Is it possable to improve performance following 'outages'?

Message boards : Number crunching : Is it possable to improve performance following 'outages'?
Message board moderation

To post messages, you must log in.

AuthorMessage
Profile Dorsai
Avatar

Send message
Joined: 7 Sep 04
Posts: 474
Credit: 4,504,838
RAC: 0
United Kingdom
Message 121801 - Posted: 10 Jun 2005, 18:03:43 UTC
Last modified: 10 Jun 2005, 18:06:59 UTC

There must be some way for Boinc to 'change' it's behaviour to take into account 'grid-lock' following an outage.

Perhaps the project could issue a "suspend uploads for 1 day, on results that have a deadline that is more than 3 days away" instruction to users, so that the server could concentrate on receiving uploads that are 'urgent'..

Similarly, an instruction "you have more than 3 days work, so will have to wait 24 hours before you try and get any more work" could be issued, so that the server could concentrate on getting work to dry users.

Clearly the time factors could be whatever the project wanted.

Does anyone think this would help ease the pressure, allowing users close to deadlines to upload, and users close to running out to download?

All the server would need to do was notice is running at 100%, and reply to requests "I'm busy" and then the Boinc client could say:

"The server is busy. I need work, but I have enough for 3 days...All finished results are not due in for a week. I will try tomorrow."

OR

"The server is busy. I need work, But have 3 days worth. My finished results are due in tomorrow, so I will continue trying to return them now, but will wait till tomorrow before trying to get more work."

etc?

Boinc already has a panic mode for doing work, so why not add this feature to the returning and requesting of work?
That way following an outage as soon as someone tries to connect, Boinc would try once, find the server busy, and then make a decision as to how urgent the desire to connect was.


Foamy is "Lord and Master".
(Oh, + some Classic WUs too.)
ID: 121801 · Report as offensive
Profile Tigher
Volunteer tester

Send message
Joined: 18 Mar 04
Posts: 1547
Credit: 760,577
RAC: 0
United Kingdom
Message 121807 - Posted: 10 Jun 2005, 18:14:12 UTC

I agree. I expressed similar sentiments in another thread; that you can't have a new WU until you are down to your last one/two or one for each CPU you have. Also that priority be given to downloads rather than getting results back....which can wait. Well worth doing. Their target is 1M client hosts....it will kill 'em!

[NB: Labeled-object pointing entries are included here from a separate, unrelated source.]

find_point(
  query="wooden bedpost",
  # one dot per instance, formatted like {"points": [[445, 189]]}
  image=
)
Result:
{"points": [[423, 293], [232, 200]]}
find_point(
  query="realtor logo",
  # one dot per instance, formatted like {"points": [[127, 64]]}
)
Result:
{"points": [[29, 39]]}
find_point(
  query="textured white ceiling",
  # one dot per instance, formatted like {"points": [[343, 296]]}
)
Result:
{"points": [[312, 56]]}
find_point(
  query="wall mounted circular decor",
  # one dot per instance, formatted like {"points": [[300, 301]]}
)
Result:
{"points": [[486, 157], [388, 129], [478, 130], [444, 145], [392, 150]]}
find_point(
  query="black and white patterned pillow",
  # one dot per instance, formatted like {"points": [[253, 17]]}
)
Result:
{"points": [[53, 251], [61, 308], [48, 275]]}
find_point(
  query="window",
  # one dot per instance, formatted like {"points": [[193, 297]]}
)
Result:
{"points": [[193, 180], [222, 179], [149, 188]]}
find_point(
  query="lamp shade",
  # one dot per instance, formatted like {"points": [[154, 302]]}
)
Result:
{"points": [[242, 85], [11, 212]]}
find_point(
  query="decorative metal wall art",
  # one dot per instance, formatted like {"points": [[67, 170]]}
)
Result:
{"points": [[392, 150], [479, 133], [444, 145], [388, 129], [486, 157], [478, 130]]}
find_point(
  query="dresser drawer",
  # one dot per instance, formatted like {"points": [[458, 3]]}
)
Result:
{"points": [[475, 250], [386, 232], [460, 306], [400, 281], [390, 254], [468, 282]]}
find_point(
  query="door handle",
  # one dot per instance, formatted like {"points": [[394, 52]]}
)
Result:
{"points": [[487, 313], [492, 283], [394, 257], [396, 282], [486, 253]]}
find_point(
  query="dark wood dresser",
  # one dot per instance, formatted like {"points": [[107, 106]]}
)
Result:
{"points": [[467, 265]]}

ID: 121807 · Report as offensive
Profile RPMurphy
Volunteer tester
Avatar

Send message
Joined: 2 Jun 00
Posts: 131
Credit: 622,641
RAC: 0
United States
Message 121861 - Posted: 10 Jun 2005, 20:29:31 UTC

I don't think that would really solve the problem.
Imagine after a 2-3 day outage everyone with built
up wu's that need to upload them, and get new ones
were server instructed to wait 48 hours...yep, you guessed
it. After that madatory waiting period is over we're
right back to hammering the server and maybe even getting
dangerously close to missing deadlines.

On the surface it's a great idea, but in reality I think
it would just delay the inevitable.
It is a sad sad day when someone takes your spoon away from you...
ID: 121861 · Report as offensive
Profile MikeSW17
Volunteer tester

Send message
Joined: 3 Apr 99
Posts: 1603
Credit: 2,700,523
RAC: 0
United Kingdom
Message 121901 - Posted: 10 Jun 2005, 22:15:38 UTC

BOINC already has a backing-off mechanism.
If a scheduler request fails, then initially it re-tries after about 1 minute.
If that and sucessive requests fail, each retry is delayed further and further into the future.

A very brief communication failure/server outage will be usually be met by a quick retry, longer breaks met by longer retries.

I believe it has both a random and exponential element in determining the next request time.

Of course, in designing this method, the developers must have had some expectations re what actual down times might be expected.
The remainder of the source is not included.